What are the principle job search skills? Let’s take a look.
Google is your friend, right?
But that’s limiting. Useful, but limiting.
How about looking at multiple sites to get a grip on your target company (you do have target companies where you want to work, right)?
How about going to LinkedIn and finding what the company is also putting out there. Along with people you may be connected to that work at that targeted company.
Going into 10-k filings to find out what’s up with the finances of the company?
If there are multiple divisions, what’s the division doing where you hope to land a job?
Now, not all of this will be used in the interviewing process. But it is meant to do two tasks well:
I’ve been a hiring manager. I currently interview candidates and I am not the hiring manager. But I’m an awesome influencer…
I’ve seen hundreds of resumes. Hundreds. I’ve seen two that I would not have changed a thing. Two.
Resumes get you the interview. They don’t get you the job, but they do get you the interview.
If your resume halfway stands out from the millions of crappy resumes, your chances of getting an interview are significantly higher than all of your competition.
Resumes need to show that you can do the job and have the accomplishments to prove it.

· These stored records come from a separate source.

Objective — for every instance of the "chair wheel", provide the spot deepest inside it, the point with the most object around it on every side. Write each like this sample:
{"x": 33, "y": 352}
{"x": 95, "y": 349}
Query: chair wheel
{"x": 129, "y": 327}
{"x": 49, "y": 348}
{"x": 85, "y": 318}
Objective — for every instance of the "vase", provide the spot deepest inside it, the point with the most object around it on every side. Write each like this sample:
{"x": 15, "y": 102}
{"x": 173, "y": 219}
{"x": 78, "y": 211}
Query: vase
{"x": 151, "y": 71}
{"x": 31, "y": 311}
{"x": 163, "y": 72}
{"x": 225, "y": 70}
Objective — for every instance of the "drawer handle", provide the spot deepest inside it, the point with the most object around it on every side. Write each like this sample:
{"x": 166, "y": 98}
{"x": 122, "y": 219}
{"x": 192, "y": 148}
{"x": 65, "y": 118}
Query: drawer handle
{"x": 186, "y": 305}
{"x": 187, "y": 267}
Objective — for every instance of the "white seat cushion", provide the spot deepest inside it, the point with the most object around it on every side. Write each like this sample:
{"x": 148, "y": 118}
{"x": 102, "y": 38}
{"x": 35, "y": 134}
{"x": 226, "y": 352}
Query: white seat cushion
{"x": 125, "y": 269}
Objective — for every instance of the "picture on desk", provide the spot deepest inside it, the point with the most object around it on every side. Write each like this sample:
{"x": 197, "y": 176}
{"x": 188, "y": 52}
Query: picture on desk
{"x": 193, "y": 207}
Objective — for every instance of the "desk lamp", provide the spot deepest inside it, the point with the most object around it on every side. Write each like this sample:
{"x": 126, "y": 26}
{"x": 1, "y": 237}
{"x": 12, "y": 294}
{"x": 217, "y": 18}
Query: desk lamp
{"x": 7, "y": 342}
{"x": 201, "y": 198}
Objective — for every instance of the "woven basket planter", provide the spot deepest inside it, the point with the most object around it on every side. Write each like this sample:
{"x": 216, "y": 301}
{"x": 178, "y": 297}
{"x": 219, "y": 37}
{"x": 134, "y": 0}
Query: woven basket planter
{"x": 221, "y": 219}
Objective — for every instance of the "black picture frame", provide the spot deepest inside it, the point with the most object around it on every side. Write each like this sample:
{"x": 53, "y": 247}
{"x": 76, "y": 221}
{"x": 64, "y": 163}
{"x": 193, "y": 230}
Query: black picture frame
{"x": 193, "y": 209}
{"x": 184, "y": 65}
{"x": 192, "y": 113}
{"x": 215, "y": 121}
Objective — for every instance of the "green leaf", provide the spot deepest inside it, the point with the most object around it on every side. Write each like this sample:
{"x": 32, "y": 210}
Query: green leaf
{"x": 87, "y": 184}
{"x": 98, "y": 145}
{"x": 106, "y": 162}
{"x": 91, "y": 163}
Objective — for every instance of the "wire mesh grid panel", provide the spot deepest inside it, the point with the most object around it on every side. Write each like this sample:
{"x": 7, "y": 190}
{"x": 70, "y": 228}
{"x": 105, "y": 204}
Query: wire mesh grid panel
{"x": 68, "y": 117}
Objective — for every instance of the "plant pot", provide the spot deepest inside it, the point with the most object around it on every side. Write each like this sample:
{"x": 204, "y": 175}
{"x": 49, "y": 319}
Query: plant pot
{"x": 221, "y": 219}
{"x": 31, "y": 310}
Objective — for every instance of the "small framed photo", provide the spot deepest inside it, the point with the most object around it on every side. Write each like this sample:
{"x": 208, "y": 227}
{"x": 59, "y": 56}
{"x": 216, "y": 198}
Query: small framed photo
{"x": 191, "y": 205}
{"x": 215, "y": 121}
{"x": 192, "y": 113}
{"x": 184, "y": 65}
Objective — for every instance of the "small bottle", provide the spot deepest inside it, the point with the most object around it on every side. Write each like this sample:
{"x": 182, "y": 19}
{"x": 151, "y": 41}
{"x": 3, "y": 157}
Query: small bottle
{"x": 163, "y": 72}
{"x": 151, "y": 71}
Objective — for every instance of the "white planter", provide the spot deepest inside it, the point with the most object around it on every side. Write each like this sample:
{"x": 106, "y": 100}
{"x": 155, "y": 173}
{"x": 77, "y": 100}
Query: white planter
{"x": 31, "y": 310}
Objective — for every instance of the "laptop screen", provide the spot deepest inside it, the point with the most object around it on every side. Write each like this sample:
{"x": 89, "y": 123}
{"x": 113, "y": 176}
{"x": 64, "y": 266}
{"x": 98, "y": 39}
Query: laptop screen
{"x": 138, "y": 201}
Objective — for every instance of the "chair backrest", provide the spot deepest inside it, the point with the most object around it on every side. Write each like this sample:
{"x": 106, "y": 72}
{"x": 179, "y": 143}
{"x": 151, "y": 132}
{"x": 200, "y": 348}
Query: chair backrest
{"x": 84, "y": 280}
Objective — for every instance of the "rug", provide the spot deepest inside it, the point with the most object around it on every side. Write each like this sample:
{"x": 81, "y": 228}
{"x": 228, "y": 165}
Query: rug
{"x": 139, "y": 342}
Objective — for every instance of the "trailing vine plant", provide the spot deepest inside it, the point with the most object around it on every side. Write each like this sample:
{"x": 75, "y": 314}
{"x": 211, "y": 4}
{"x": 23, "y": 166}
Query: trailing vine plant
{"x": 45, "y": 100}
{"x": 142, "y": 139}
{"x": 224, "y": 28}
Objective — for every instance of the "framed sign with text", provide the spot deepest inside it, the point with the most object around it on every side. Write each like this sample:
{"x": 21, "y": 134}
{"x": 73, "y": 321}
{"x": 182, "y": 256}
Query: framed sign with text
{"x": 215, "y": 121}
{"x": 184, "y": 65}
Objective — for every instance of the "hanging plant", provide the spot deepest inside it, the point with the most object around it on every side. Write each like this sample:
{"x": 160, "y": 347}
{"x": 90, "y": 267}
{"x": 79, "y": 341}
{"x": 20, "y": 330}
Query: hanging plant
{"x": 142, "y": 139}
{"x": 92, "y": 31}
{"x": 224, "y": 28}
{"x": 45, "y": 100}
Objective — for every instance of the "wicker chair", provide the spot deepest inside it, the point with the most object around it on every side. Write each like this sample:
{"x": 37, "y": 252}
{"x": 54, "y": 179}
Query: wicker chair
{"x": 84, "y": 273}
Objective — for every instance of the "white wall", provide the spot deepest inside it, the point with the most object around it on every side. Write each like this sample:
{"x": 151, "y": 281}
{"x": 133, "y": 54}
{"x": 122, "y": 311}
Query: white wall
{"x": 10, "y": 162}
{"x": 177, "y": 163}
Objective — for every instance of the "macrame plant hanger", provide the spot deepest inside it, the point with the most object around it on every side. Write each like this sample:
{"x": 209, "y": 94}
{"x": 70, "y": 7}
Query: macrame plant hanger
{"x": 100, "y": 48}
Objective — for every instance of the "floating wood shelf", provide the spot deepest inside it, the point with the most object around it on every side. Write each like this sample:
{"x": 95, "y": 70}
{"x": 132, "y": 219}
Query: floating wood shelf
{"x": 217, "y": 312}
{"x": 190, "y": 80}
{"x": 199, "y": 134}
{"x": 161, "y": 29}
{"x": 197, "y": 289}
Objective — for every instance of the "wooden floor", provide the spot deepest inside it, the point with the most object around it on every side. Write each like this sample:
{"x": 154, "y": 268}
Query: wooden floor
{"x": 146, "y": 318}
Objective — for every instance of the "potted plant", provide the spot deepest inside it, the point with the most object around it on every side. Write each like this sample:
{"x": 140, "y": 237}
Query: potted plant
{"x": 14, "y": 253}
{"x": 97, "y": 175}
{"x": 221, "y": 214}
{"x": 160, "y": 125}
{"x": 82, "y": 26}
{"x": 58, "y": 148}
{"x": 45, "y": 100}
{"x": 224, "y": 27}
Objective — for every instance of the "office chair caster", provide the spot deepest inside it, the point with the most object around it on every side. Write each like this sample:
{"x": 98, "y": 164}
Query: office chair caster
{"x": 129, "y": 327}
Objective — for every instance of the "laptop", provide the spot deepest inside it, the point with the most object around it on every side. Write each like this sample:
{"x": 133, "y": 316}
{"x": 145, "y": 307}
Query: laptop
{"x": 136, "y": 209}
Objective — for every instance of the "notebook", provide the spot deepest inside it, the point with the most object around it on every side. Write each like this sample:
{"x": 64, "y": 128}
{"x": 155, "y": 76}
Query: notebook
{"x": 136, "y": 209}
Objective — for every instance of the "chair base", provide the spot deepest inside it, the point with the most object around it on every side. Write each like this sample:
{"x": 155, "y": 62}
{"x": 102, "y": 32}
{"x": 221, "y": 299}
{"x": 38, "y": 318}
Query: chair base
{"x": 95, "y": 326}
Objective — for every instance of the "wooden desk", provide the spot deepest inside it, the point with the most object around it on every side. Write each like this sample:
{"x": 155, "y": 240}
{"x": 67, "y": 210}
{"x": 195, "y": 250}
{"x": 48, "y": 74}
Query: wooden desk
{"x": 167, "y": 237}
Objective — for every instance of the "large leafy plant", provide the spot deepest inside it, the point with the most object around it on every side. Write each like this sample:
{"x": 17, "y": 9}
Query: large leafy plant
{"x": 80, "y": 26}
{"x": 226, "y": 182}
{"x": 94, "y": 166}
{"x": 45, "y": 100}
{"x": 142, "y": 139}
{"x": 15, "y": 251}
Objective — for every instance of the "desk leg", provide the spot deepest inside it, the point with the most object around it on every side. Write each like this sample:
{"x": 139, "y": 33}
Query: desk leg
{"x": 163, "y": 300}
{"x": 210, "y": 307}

How you build a resume is really a course that is worth taking. I’m building it. 🙂
Phone interviews are usually conducted by two types of people (or both in separate phone interviews):
These are different audiences. People who are interviewing don’t understand this. Consequently, they answer questions the same way – usually the way someone in the department, who knows the ins and outs of the position, would want the questions answered.
But, for example, HR folks don’t know all the ins and outs of the position. Answering with all the ins and outs puts all of your answers way over the head of the HR person, especially if it is a technical position. The HR folks are listening to your over-the-head answer and desperately trying to find out if what you are saying matches up to any job skill in the job description.
Usually, the answers don’t because the answers are for the wrong audience. And the candidate, that would be you, doesn’t move on.
And if you answer phone interview questions to the department person who knows the ins and outs of the work with what an HR person would need to hear, you’ll get thrown out because you don’t know how to do the job.
Wrong audience, wrong answers. Plus poor interview skills (see below).
Video interviews are much more like face to face interviews. And they have a whole set of new skills that can blow you out of the water if you don’t handle them right.
Yeah, video is a trap unless you are well-versed in video conversations.
Millions of pixels have been used to describe needed face-to-face interview skills. I won’t list them all here.
Committee interviews, where a group of people interview you or there are serial interviews by multiple people one right after the other, is another set of job search skills that need mastering.
Essentially, all of the face-to-face interview skills come into play here. Then, on top of that, you need to evaluate who each player interviewing you is, what role they play in the department, what role they play in your interview (influencer, significant influencer, if you convince this person the hiring manager will hire you person???).
You have to have a fast read on the room, on each person doing the interview and then focus your answers on what that person needs to understand about your work. Yes, more understanding the audience and getting your answers to that audience.
Just because you get a job offer, it doesn’t mean you should take it. I’ve negotiated job offers (and felt terrible doing it – why???). I’ve refused job offers. I’ve accepted them.
Oh, boy. Job offers are wonderful. And filled with risk. Yet, knowing how to stand up for yourself, understanding how the company is negotiating with you is a reflection on their culture, and how you navigate the acceptance is an important skill. Especially if you know you need to walk away. And why.
Not many people are Cubicle Warrior skilled when it comes to analyzing job offers.
If you’ve read this far — and thanks — I hope that you can see these are very different skills that need to be learned to do a successful job search by anyone aspiring to become a Cubicle Warrior.
The most interesting way I’ve seen someone hone and maintain job search skills is this: he set an objective to obtain one job offer per year while he was working at his company.
He did this to keep his resume up and then maintain his search and interviewing skills. He didn’t intend to leave his company because he was satisfied with the work, benefits, and the rest of the package.
I watched him get job offers year after year. He turned them all down for all good reasons.
Until he didn’t and he accepted an offer he couldn’t refuse. All because he wanted to practice his job search skills.